The Postal Service has one of the largest real estate inventories (with over 30,000 buildings) and the largest civilian vehicle fleet in the nation. The fleet is so large that just converting its 142,000 LLV-type delivery trucks to electricity would reduce gasoline consumption by up to 68 million gallons a year, reduce air pollution and save the Postal Service millions of dollars annually. In a short time, USPS could deliver your mail and packages in vehicles that are powered by electricity from solar panels installed on the roofs of mail sorting centers and local post offices - a self-sufficient loop.

You could plug in your new electric car at the local post office while you buy stamps, drop off return parcels and recyclable products that the USPS ships back to their source. Green jobs - outfitting buildings and converting trucks - would be created in neighborhoods nationwide.

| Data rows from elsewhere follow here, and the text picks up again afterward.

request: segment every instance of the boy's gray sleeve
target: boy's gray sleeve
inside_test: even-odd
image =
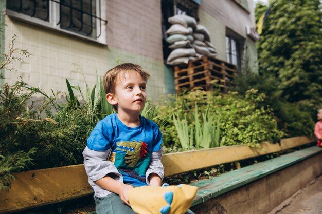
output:
[[[163,165],[162,165],[162,163],[161,163],[161,158],[162,158],[163,152],[163,149],[162,148],[158,151],[152,152],[151,157],[151,161],[148,167],[148,170],[146,172],[146,179],[148,185],[150,185],[150,182],[148,178],[149,178],[149,176],[152,173],[155,173],[161,178],[161,180],[163,180],[164,177],[164,169]]]
[[[87,146],[85,148],[83,151],[84,166],[89,179],[96,181],[108,174],[113,174],[110,176],[114,180],[123,183],[123,177],[114,164],[108,160],[110,154],[110,149],[100,151],[91,150]]]

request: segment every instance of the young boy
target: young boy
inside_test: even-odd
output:
[[[322,108],[317,111],[317,121],[314,127],[314,134],[317,139],[317,146],[321,147],[322,138]]]
[[[97,214],[134,213],[127,191],[162,185],[161,132],[139,114],[149,77],[141,66],[131,63],[117,66],[104,75],[106,99],[117,113],[98,123],[83,152]]]

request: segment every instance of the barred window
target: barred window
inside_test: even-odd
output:
[[[8,15],[103,42],[105,0],[7,0]]]
[[[196,0],[162,0],[162,43],[164,60],[167,60],[171,52],[166,41],[166,31],[171,27],[168,18],[174,16],[175,11],[176,14],[185,14],[194,17],[198,22],[199,20],[198,8],[200,4],[201,1]]]
[[[239,73],[246,68],[245,38],[228,28],[226,29],[226,56],[227,62],[236,65]]]

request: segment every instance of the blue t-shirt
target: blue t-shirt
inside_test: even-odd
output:
[[[145,173],[151,153],[161,148],[162,135],[153,122],[140,116],[141,124],[129,127],[113,114],[99,121],[87,139],[95,151],[111,150],[109,160],[123,176],[124,183],[146,185]]]

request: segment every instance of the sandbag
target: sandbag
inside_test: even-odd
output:
[[[205,40],[205,36],[202,33],[192,33],[193,38],[196,40],[200,40],[203,42]]]
[[[209,47],[207,47],[207,49],[211,53],[217,53],[217,51],[214,48],[210,48]]]
[[[166,39],[167,42],[170,44],[174,43],[175,42],[181,40],[187,40],[189,39],[188,37],[183,34],[172,34]]]
[[[213,46],[213,44],[211,43],[210,41],[208,40],[205,40],[204,42],[205,42],[205,44],[206,44],[207,47],[214,48],[214,46]]]
[[[172,25],[180,24],[186,28],[191,27],[195,28],[197,25],[197,22],[194,18],[184,14],[175,15],[174,16],[169,17],[168,21]]]
[[[175,59],[195,56],[195,50],[193,48],[177,48],[170,53],[167,61],[171,61]]]
[[[194,40],[194,38],[193,38],[192,35],[187,35],[187,38],[189,40],[191,43],[192,43],[193,42],[193,41]]]
[[[190,40],[181,40],[180,41],[176,41],[169,46],[169,48],[170,49],[191,47],[191,45]]]
[[[184,35],[191,34],[192,33],[192,28],[188,27],[186,28],[183,25],[179,24],[175,24],[171,25],[171,26],[166,31],[166,33],[169,35],[172,35],[175,34],[180,34]]]
[[[210,54],[210,52],[208,50],[208,48],[205,47],[201,47],[194,44],[193,47],[197,53],[203,55],[208,56]]]
[[[194,32],[203,34],[205,37],[205,40],[210,41],[210,33],[207,28],[203,25],[198,24],[194,29]]]
[[[171,61],[167,61],[167,64],[172,66],[183,64],[187,64],[189,63],[189,58],[188,57],[183,57],[175,59]]]
[[[195,40],[193,41],[193,44],[199,46],[207,47],[206,44],[200,40]]]

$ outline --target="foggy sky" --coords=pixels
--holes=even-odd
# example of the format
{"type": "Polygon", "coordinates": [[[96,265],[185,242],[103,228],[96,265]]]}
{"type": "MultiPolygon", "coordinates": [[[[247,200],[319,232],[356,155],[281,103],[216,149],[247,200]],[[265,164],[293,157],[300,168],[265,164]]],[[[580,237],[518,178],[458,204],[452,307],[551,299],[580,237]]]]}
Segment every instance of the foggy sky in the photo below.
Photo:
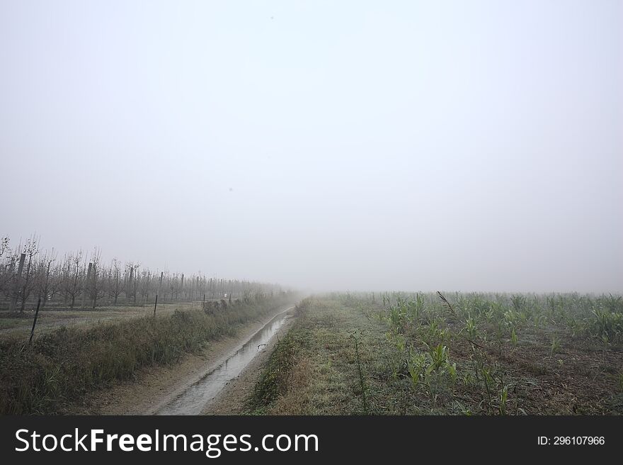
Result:
{"type": "Polygon", "coordinates": [[[0,235],[319,290],[623,291],[623,3],[0,0],[0,235]]]}

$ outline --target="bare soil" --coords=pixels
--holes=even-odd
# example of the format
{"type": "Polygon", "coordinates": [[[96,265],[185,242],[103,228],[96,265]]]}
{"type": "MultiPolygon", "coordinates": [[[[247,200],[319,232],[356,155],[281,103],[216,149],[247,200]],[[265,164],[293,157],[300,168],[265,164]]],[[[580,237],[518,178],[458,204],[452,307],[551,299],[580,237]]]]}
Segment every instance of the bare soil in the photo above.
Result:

No earmarks, no questionable contracts involved - rather a trusted independent agency would spend money efficiently and effectively on a proven, ready-to-go technology that will clean the air and save dollars. Having received federal funds for these capital improvements, the Postal Service could focus more on programs to conserve natural resources.

It could refashion its networked delivery system to better interface with logistics companies, with UPS and FedEx and with government agencies to support local needs.

The Postal Service reaches every address in the nation. Its carbon footprint per household is relatively small and could be put to use in a myriad of ways that reduce an individual's need to drive while delivering better services and information to and from the door.

Unfortunately, the Stimulus Bill omits any specific reference to the Postal Service. However, the bill does include approximately $300 million for greening "GSA Federal Fleets" and $5.5 billiion for "GSA Federal Buildings" and billions more for retrofitting and solar energy investment.

The Postal Service has already made its own admirable green efforts to reduce consumption by providing fully recyclable "Cradle-to-Cradle" packaging, investing in paperless data tracking and billing, supporting innovative two-way envelopes and initiating a "mail-back" program to collect and recycle a growing number of small electronics such as ink cartridges and cell phones, and to allow proper disposal of unneeded pharmaceuticals.

But with dropping mail volumes creating a cash crunch, the Postal Service can't be expected to go green on its own. The administration should direct that some of the stimulus funds and other energy conservation efforts it enacts in the coming months go to every community around the country by investing in the Postal Service.

Neighborhood post offices could become local green hubs; thousands of electric-powered delivery trucks could take to the road; and we could all share, in a tangible way, in the benefits of the President's visionary energy plan.


Ruth Y. Goldway is a member of the United States Postal Regulatory Commission. This represents her individual opinion.



* Technological developments in ultra capacitors and hydraulic storage offer the potential for rapid storage and use of energy from braking and acceleration, with advantages over using batteries alone. Postal vehicles, which make several hundred stops during each day's route, are well suited to benefit from such energy management.